The example of the charging capacitor is often used to show that Ampère's law cannot work in electrodynamics, since the value of the integral (I'm talking about Ampère in integral form here) would depend on the choice of surface delimited by the Amperian loop. It is then shown that since the displacement current between the plates of the capacitor is equal to the conduction current in the wire of the circuit, Ampère-Maxwell's law gives the same result for the integral.

My problem is the following: why isn't there also a displacement current inside the wire of the circuit? The electric field obvously changes inside the wire, since the voltage changes while the capacitor is charging. Since there is a changing electric field, there should be a displacement current, no?

Thank you,

Bakshi

**marlon** · Dec10-05, 11:12 AM

You need to look at how displacement current is defined. If the electrical flux, in between two capacitor plates, changes with respect to time, this change is equal to a "quantity" that must have the dimension of a current. This is predicted by the Ampere-Maxwell Law. However this is ofcourse a fictitious current since there is no real current present between the two plates. Hence the name displacement current, although "displacement" is rather poorly chosen because nothing is "being displaced".
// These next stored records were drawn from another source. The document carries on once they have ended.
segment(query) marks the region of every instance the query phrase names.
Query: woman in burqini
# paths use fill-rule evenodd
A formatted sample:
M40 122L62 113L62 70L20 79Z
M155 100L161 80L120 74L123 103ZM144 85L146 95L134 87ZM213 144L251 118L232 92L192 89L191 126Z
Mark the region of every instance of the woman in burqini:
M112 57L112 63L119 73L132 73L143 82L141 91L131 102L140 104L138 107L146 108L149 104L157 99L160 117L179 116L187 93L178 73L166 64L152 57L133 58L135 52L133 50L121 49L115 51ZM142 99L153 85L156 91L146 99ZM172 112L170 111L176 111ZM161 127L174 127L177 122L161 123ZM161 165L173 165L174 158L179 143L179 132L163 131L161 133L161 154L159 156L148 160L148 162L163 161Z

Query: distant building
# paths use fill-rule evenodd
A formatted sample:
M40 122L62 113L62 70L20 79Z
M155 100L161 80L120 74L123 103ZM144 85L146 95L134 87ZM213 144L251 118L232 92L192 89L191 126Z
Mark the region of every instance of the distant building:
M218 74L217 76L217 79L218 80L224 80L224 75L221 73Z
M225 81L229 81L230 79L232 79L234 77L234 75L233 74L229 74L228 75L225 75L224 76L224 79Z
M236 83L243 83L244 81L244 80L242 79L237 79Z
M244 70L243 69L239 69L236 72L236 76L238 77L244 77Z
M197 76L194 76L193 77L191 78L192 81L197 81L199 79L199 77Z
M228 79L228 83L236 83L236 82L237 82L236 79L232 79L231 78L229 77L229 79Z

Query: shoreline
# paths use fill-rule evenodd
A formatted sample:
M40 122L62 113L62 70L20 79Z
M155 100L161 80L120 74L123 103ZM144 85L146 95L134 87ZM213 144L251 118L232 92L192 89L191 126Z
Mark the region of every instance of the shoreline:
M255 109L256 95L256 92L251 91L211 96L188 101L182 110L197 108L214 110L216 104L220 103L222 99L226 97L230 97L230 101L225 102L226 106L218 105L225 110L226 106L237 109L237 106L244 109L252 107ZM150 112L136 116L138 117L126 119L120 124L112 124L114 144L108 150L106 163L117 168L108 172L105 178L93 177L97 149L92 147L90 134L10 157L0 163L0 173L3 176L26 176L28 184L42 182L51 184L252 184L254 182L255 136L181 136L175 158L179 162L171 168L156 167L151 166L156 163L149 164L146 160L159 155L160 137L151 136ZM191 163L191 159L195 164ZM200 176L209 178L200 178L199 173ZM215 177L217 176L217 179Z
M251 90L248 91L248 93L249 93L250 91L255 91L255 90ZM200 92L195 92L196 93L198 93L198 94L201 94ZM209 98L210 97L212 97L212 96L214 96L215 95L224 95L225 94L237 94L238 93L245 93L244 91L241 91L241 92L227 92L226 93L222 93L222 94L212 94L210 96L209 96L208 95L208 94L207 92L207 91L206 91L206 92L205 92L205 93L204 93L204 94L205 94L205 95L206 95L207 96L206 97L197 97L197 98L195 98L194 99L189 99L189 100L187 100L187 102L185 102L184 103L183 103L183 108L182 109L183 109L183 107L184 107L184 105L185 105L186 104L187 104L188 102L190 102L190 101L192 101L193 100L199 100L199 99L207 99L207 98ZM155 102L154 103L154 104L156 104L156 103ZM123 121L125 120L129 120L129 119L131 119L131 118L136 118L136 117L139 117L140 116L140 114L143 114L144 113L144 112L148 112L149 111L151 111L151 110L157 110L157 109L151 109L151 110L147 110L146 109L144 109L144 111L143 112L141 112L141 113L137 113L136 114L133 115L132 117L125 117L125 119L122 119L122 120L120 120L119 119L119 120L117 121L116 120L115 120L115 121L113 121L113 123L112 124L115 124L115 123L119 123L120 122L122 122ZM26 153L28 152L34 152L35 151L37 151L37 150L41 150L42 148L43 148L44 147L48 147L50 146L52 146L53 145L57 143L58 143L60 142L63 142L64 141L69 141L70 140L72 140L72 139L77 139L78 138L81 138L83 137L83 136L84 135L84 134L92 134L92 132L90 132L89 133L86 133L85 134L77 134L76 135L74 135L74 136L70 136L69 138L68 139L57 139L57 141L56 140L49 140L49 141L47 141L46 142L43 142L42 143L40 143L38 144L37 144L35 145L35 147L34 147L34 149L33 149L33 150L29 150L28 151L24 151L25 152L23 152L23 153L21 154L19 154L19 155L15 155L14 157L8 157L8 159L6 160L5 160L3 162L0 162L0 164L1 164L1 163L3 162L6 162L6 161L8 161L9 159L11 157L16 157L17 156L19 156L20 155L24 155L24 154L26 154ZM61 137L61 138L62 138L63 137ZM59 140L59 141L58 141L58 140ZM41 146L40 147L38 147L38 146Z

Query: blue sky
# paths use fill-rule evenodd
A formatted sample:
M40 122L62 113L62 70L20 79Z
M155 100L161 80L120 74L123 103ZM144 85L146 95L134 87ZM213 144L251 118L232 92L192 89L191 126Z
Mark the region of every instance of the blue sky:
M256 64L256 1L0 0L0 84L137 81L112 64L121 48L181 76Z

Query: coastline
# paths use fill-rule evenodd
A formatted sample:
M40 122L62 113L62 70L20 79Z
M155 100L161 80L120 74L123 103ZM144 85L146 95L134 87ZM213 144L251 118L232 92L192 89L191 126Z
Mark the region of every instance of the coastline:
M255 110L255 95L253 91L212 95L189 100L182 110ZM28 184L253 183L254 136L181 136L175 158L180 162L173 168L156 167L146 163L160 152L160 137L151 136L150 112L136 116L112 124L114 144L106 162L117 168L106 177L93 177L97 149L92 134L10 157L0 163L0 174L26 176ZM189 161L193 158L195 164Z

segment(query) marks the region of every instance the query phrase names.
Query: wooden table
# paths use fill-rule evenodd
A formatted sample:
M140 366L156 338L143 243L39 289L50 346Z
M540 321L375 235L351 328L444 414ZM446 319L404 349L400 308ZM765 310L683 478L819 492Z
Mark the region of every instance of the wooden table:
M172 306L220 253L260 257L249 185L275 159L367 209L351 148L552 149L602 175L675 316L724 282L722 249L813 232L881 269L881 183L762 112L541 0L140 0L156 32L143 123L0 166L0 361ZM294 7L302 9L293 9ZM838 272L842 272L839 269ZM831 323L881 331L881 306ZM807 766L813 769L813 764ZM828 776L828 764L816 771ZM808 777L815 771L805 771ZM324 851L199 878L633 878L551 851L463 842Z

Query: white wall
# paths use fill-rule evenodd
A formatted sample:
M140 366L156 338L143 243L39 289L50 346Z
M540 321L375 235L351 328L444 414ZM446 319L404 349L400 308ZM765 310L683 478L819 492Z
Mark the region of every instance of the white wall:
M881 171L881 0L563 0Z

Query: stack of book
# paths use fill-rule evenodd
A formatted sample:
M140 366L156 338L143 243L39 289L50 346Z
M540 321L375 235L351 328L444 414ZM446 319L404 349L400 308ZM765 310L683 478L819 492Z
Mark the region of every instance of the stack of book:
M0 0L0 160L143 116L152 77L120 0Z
Look at two capacitor plates inside a closed loop. The actual (ie socalled encapsulated by the closed loop when applying Ampère's Law) current will encounter the first capacitor plate, which gets charges. depending on the dielectric in between the plates, the second plate will get a certain opposite (equal in magnitude) charge. In between the two plates there is an E-field. Then the (real) current starts from the second plate and goes to the electrode. Now, it seems as if the real current has passed through the material (or vacuum) between the two capacitor plates. One looks at this as if current has flown in that specific region and it is this current that we call displacement current. You see ?

In a wire, you always have real current (ie moving electrons) and what you are referring to is called induced current actually.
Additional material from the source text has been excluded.